I took a gulp of freakwater and busted Lafferty’s gutter-mouth with a half-brick. That fat piece of shit just didn’t know when to shut up. He was obsessed with his dead wife, Carol-Anne, and talked about her incessantly. I stared at the grey meat that used to be his face, and felt something a bit like guilt. It didn’t last long. I had a job to do.
I was deep in the guts of Paignton; the living entrails. Heaven’s Basement was a strip-club run by a guy called Harry Warsaw. He had a taste for teenage crack-addicts, and a penchant for cherry cigars. In Heaven’s Basement even the nice girls had gash-rash. People used to say that he had seventeen Pepsi bottles full of human blood in his office – one for every man that he had killed. I wouldn’t know: I mostly just tended bar.
It was a Tuesday night, slow by anyone’s standards. Soft-rock oozed out of the speakers as a young girl with a crooked pelvis went through the motions on stage. Harry had warned me that there might be trouble, but I had my doubts. There had only been one fight since I started work there, and that was the night the fire broke out at the gypsy camp. I took one hell of a beating until Harry emerged from his office with a scattergun and shot three men, one of whom was an off-duty cop.

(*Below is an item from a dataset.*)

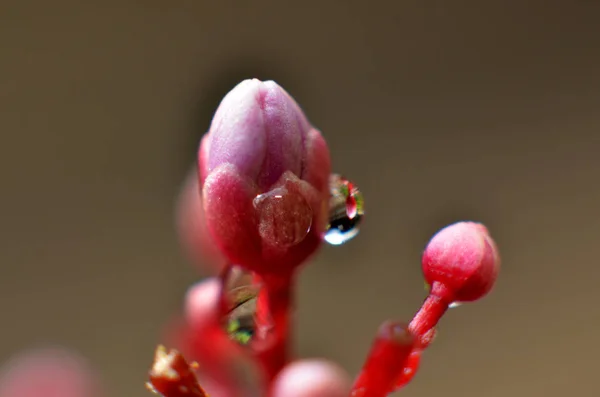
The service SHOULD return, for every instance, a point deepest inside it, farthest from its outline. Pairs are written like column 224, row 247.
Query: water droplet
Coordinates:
column 243, row 322
column 346, row 210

I was polishing glasses when I heard an erratic spluttering of viscera over the top of the tape-deck, like someone shitting blood. The first body dropped, as bullets sprayed the room. The triggerman opened fire again, and turned the chamber of shrieks into a curtain of gore and skin. A hot, moist stench filled the room. He stepped in the blood-loss and traipsed black footprints across the linoleum, towards Harry’s office.
I edged out from behind the bar and slipped my butterfly knife out of my boot.
“Put it away, kid. I’ve got unhealed fractures older than you.”
His name was Garry Eastlake. Word had it that Ray Coody used him for the grim jobs that nobody else was willing to do. His fat, petulant lips were plastered in apricot lipstick. His skin was the colour of clotted cream. His semen-sticky fingers caressed the weapon, and he leveled it at my face. I closed my eyes and counted to five.
I felt the splatter of skull-meat on my face before I even heard the crack of the scattergun.
Two weeks later the cops discovered Garry’s mouldy corpse after rousting a shit-shack near Winner Street. What was left of his blood had soaked into the threadbare carpet.
I quit my job shortly after, but someone told me that Harry Warsaw had a new Pepsi bottle on his shelf.